Even more encouraging, iRobot's strength came on solid growth from each core geography, including 15% growth in the U.S.; 51% in the Europe, Middle East, and Africa region; and a 31% increase in Japan. And while Roomba still accounted for the vast majority of iRobot's revenue after a strong showing during Amazon's annual Prime Day sale, sales of its popular Braava floor-mopping line also skyrocketed 50% year over year.
iRobot further confirmed it's on track for multiple new product launches later this year. After combining those launches with its relative outperformance year to date, iRobot raised its annual guidance to call for 2018 revenue of $1.06 billion to $1.08 billion (a modest $10 million increase from the lower end of its previous range), and earnings of $2.30 to $2.50 per share (up from $2.15 to $2.40 per share before).
AT&T underwhelms investors
AT&T stock sank 4.5% -- an unusual move for the $220 billion telecom giant -- in the wake of the company reporting mixed second-quarter results following its merger with Time Warner.
AT&T's quarterly revenue declined 2.1% year over year to $39 billion, but would have increased 0.2% had it not been for company's adoption of new accounting standards at the start of the year.
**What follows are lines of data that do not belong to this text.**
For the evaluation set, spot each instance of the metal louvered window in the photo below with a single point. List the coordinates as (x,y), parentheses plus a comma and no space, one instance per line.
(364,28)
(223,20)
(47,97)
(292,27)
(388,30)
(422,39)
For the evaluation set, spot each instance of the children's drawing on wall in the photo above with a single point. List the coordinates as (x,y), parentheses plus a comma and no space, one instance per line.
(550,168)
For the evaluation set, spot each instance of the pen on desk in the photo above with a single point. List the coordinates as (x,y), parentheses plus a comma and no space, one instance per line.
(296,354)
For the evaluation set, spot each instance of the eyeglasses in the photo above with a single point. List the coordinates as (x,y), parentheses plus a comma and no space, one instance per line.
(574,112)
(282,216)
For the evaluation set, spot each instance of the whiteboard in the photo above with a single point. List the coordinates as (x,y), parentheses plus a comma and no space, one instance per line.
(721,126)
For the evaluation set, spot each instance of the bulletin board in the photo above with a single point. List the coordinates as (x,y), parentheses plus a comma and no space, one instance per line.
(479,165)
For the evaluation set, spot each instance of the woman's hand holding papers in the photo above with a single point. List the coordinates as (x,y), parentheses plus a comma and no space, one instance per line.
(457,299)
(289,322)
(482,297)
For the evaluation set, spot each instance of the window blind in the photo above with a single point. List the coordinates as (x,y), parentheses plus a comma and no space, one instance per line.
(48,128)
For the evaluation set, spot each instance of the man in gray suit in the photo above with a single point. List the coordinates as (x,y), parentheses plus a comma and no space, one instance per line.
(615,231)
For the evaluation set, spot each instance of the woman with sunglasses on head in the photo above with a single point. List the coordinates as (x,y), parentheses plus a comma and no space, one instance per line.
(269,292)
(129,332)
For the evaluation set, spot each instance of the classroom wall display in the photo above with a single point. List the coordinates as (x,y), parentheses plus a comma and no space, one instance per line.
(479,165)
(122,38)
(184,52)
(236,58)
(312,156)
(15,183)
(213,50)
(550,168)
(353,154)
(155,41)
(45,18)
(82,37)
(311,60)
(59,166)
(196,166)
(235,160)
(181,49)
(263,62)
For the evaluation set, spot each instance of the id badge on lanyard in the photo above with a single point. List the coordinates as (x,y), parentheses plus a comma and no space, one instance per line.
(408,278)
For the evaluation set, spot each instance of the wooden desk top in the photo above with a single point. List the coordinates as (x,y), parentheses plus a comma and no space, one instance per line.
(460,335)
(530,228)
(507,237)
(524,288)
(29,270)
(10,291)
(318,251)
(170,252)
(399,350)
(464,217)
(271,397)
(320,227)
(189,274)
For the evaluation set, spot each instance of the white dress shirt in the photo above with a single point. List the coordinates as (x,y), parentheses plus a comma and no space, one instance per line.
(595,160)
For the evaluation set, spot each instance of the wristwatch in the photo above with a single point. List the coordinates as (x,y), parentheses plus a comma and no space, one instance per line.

Either way, revenue fell just short of estimates for $39.4 billion. Meanwhile, net income increased 15% to $0.91 per share, exceeding expectations for $0.85 per share.
AT&T chairman and CEO Randall Stephenson called it an "exciting quarter" given the completion of the Time Warner deal -- a combination he says "created a modern media company built around premium content, 170 million direct-to-customer relationships, advertising technology, and high-speed networks."
Finally, AT&T raised its full-year 2018 outlook to call for earnings at the "high end of the $3.50 range," which is above the $3.40 most investors were modeling. But with its top-line shortfall following its enormous merger, it's no surprise to see the stock dropping today.